Calmer now, Forester recalled him to the details of that task, pointing out the overwhelming difficulties.

Chapter TWENTY

SUPPOSE THEY penetrated all the known and unknown defenses of the efficient humanoids, to reach Wing IV? Suppose they even gained free access, somehow, to the linked relays that made the brain of Warren Mansfield's ultimate machine?

Even granting all that, Forester knew, they still must almost surely fail.

"Such grids aren't exactly simple." He grinned wryly at White.

"Not even the primitive little gadgets I designed to pilot rhodomagnetic missiles." "I've seen relays like Mansfield made," White protested hopefully.

"They don't look so complicated.

And the same science should apply to your relays and his - he used to call it cybernetics."

"That's not quite simple, either. Not when you come to rhodomagnetic grids.

It's true the individual relays do look simple.
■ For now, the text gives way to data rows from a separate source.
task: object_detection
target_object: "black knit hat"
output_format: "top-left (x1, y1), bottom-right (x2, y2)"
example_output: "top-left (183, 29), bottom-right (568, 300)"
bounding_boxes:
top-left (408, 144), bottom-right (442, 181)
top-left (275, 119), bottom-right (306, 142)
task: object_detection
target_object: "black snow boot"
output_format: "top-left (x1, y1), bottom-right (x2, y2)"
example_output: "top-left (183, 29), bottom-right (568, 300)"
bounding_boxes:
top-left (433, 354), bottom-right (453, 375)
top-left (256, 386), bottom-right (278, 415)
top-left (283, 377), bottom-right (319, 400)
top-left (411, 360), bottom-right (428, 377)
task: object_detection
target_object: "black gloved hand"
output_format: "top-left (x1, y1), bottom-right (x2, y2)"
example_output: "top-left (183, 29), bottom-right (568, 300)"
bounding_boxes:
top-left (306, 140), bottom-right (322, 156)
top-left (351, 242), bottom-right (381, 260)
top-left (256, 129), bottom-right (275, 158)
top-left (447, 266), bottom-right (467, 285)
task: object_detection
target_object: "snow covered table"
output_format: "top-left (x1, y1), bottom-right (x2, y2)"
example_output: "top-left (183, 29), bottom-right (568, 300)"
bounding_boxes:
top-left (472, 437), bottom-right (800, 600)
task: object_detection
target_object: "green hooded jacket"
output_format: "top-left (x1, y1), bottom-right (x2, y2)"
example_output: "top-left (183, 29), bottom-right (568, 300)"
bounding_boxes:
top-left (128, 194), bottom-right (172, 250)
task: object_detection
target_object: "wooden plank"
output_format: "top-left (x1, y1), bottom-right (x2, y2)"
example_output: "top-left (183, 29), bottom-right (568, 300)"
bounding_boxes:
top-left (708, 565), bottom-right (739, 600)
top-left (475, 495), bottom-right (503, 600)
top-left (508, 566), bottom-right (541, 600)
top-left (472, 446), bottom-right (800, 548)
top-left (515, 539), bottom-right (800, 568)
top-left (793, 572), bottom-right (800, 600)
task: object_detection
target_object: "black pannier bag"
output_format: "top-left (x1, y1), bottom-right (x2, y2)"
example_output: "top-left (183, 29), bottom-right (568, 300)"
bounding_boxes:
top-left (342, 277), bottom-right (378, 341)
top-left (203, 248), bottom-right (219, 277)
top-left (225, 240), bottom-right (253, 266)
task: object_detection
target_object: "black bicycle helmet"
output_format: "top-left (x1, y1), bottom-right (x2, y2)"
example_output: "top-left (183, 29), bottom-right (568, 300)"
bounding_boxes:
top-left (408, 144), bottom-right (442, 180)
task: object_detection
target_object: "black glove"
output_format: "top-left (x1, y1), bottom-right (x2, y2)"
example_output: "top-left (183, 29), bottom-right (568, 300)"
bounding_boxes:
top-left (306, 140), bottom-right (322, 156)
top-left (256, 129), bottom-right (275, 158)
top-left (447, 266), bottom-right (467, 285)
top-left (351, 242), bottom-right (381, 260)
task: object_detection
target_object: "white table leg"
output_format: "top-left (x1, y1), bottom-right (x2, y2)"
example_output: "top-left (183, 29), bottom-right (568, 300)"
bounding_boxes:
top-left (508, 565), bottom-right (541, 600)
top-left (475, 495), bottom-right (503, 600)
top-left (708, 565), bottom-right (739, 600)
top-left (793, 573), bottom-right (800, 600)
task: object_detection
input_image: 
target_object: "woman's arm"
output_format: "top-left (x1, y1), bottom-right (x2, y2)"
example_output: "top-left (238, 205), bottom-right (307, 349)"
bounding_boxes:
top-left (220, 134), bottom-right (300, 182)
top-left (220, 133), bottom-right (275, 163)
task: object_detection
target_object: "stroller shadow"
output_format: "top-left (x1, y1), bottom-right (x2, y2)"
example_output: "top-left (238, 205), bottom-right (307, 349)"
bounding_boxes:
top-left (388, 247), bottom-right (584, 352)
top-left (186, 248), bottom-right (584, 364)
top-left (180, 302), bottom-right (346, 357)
There're no wires, no moving parts, no electron tubes - that compact simplicity is all that makes the humanoids possible at all.

But the functioning isn't as simple as the mechanism, because a rhodomagnetic grid thinks in a different way than anything electromagnetic."

White scowled through the red beard, impatiently.

"A common electromagnetic relay has only two positions," Forester explained. "Off and on.

Vacuum tubes work the same way - one electron tube may replace thousands of relays, but every response is either an off or an on.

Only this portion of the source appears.